Question: My child is really “high maintenance”. He has horrible tantrums and can be very aggressive. He is very intelligent, and does well in school, but at home he is a monster. Everyone tells us that it is our fault. They think we should discipline him better, but when we try to, he doesn’t respond. He doesn’t care if we punish him or take things away. And he lets us know.

We are at our wits’ end. It is especially hard because no one believes there is something wrong with him. They just think there is something wrong with us. His classroom teachers, our relatives, even his pediatrician look at us like we are the problem. We are afraid to take him to see someone who will tell us the same thing.
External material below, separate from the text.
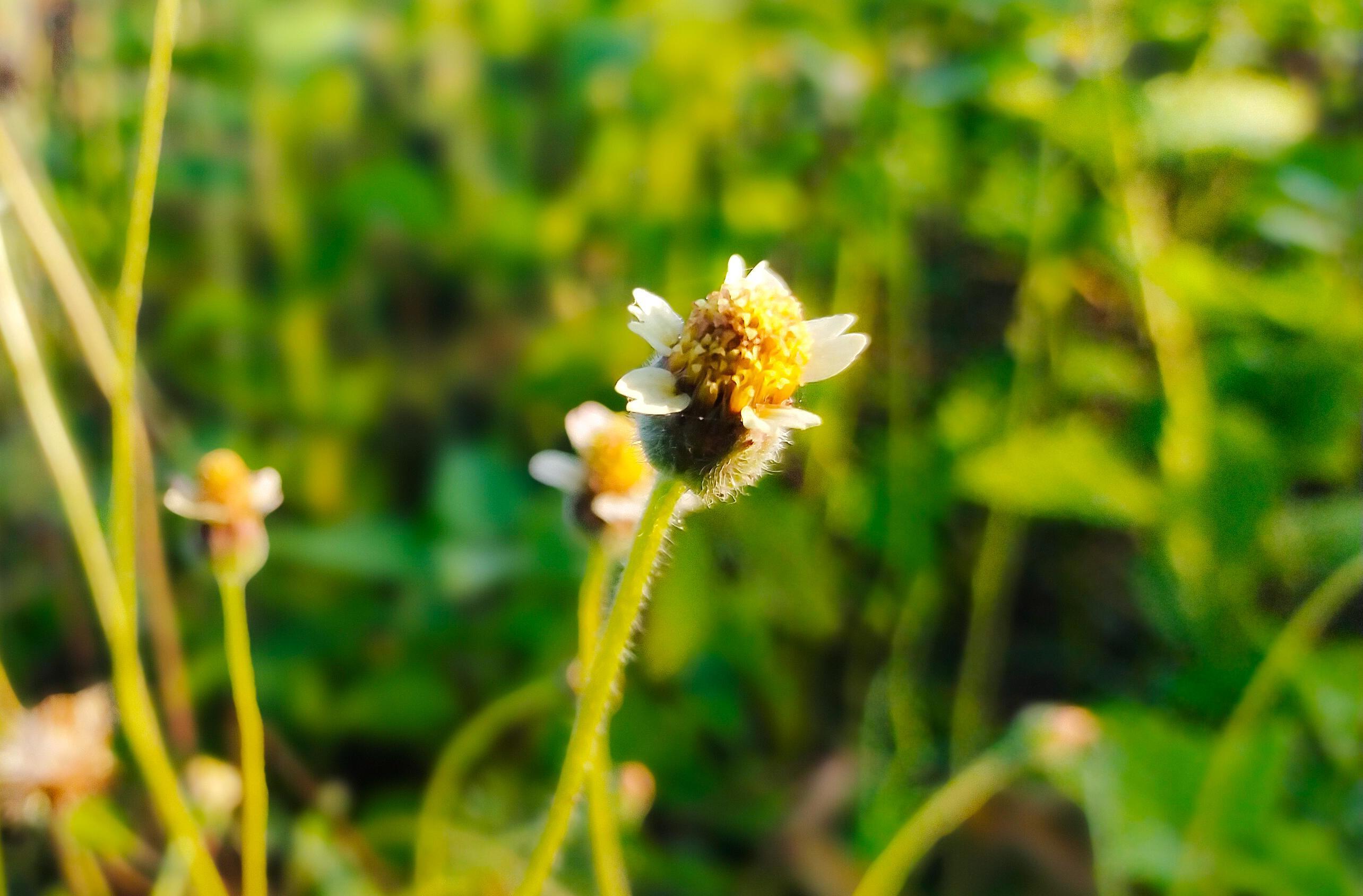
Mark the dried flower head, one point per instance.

Anne Fenton, MD: There are children with significant symptoms which only show up at home, but not outside of the home, until much later on. We think that the structure of the school day or the public eye offers some buffer to help the child control the behaviors outside of the home, only to have a meltdown at home. It is parents of such children who have the hardest time getting help, just as you describe. Unfortunately, by the time others see the symptoms, it is too late for the early intervention so important for the child’s normal development.

Child psychiatrists are familiar with stories like yours. We understand that you know your child, and that you have already tried all the standard parenting approaches, read the self help books, and looked for answers wherever you could. A child psychiatrist will take your concerns seriously, and offer the help your child needs.